For my whole childhood, I was somewhere on the spectrum between chubby and straight-up fat. The year after I finished university, I slimmed my body into the approximate shape and composition it’s in now by doing the only physical exercise I truly, consistently enjoy: punching a very heavy bag that I pretend is a person.
Boxing involves a lot of training, and almost none of it includes a punching bag. In fact, it’s widely considered the crudest of boxing exercises, disdained by old-school trainers and new-school “performance experts” alike. But in my private universe, away from the powerful, cleansing shame of a fitness professional watching me, I would just hit a bag forever. Running, interval training, ab exercises — they’re all just the toll I pay to shove my hands into big, cartoon-hand gloves, and slam those gloves into a bag of sand for as long as I can.
So, after a lot of scraped knuckles and sore wrists, I decided to buy a proper pair. The ones I chose were, as all objects of human industry and ingenuity at some point are, on a deep Amazon discount, and I pounced, buying a pair of bright blue, 12oz Cleto Reyes boxing gloves.
The things that make these gloves messed up, or at least obviously not ethically neutral, are the exact thing that makes them easily the best thing I own.
There’s a lot of talk about authenticity these days. How to have it, how to fake it, how to spot it. My gloves arrived at my house in Columbus, Ohio on the back of a truck driven by a thick man in brown shorts who moved improbably slowly, though his body language imitated somebody hustling.

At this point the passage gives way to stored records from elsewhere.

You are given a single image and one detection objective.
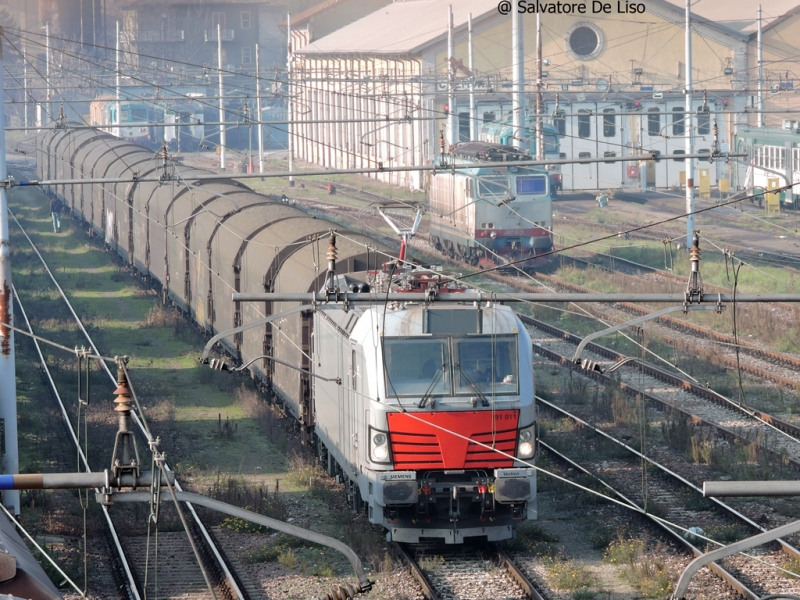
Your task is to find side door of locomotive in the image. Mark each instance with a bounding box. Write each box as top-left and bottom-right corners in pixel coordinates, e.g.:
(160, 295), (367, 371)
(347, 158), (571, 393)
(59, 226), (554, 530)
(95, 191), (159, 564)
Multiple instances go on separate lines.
(349, 344), (362, 468)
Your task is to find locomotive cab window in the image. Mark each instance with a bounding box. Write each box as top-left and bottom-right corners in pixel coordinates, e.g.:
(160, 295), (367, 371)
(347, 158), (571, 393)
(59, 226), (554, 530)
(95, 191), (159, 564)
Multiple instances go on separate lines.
(477, 175), (509, 199)
(453, 335), (519, 396)
(383, 338), (450, 397)
(382, 334), (519, 398)
(515, 175), (547, 196)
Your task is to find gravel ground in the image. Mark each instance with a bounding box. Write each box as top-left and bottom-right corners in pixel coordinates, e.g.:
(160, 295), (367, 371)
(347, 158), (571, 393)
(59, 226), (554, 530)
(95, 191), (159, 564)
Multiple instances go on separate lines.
(213, 528), (423, 600)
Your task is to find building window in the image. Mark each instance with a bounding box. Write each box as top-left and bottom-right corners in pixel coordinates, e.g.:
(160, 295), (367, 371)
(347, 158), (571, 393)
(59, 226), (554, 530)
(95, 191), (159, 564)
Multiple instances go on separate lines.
(211, 12), (225, 29)
(578, 151), (591, 158)
(602, 108), (615, 137)
(603, 151), (616, 164)
(565, 22), (604, 60)
(241, 11), (251, 29)
(458, 112), (470, 141)
(483, 111), (496, 123)
(578, 109), (591, 138)
(697, 107), (710, 135)
(242, 47), (252, 65)
(554, 110), (566, 136)
(672, 107), (685, 136)
(673, 149), (685, 162)
(647, 108), (661, 137)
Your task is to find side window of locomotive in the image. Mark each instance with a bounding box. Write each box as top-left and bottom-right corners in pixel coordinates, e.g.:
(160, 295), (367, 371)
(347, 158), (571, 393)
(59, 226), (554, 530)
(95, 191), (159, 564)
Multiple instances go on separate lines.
(453, 335), (519, 396)
(383, 338), (450, 397)
(515, 175), (547, 196)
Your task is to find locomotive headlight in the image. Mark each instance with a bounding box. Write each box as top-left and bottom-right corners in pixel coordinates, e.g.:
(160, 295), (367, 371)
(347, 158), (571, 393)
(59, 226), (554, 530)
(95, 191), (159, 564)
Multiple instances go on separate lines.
(370, 427), (391, 463)
(517, 425), (536, 459)
(490, 231), (497, 239)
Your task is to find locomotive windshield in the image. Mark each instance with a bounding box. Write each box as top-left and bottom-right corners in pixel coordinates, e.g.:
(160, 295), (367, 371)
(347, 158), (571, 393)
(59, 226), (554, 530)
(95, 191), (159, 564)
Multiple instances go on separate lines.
(383, 338), (450, 397)
(383, 335), (519, 398)
(453, 335), (519, 395)
(477, 175), (510, 198)
(515, 175), (547, 196)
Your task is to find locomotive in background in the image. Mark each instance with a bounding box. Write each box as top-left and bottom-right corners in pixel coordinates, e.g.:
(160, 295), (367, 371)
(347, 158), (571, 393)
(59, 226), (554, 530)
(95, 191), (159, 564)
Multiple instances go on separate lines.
(36, 127), (538, 544)
(429, 141), (553, 270)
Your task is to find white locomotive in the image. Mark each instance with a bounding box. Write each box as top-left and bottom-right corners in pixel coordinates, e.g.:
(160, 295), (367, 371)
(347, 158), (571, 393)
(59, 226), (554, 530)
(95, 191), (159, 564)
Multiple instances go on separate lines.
(312, 263), (537, 544)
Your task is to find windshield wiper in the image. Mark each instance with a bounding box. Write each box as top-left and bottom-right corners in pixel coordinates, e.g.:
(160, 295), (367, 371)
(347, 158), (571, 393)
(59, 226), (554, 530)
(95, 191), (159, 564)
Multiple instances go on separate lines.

A pretty inauthentic start, I’d say. But authenticity got real all over my face as I broke the seal on the bag and the smell of a straight up goat entered the room.
Increasingly, boxing gloves, especially the cheap, mass produced sort, will advertise their most inorganic properties: smart foam, impact-reducing gel lining, durable advanced composite microfiber construction, etc. Cleto Reyes gloves are hand stitched by workers their website calls artisans. They are the product more of practice than innovation. You know they’ll protect your hands because they’ve protected other people’s before. They’re strong because they’re made of real things. And when they arrive at your house, they still smell like the living creature who was killed and skinned to make them.
People didn’t always care about authenticity. In fact, artificiality used to be a good thing, a sign of the human ability to engineer better answers to nature’s questions. Margarine was supposed to be healthy butter you didn’t need a cow to make; faux fur was supposed to offer a guilt-free fashion accessory. The removal of the real was also a removal of the most upsetting and morally accurate aspects of our consumption.
The things that make these gloves messed up, or at least obviously not ethically neutral, are the exact thing that makes them easily the best thing I own. They protect my hands better than any other gloves I’ve owned. They’re heavy, and satisfying, and, to be honest, they look really dope.
It’s that real dead goat skin keeping me safe, as I slam my real hands into a fake person that’s a real bag of sand.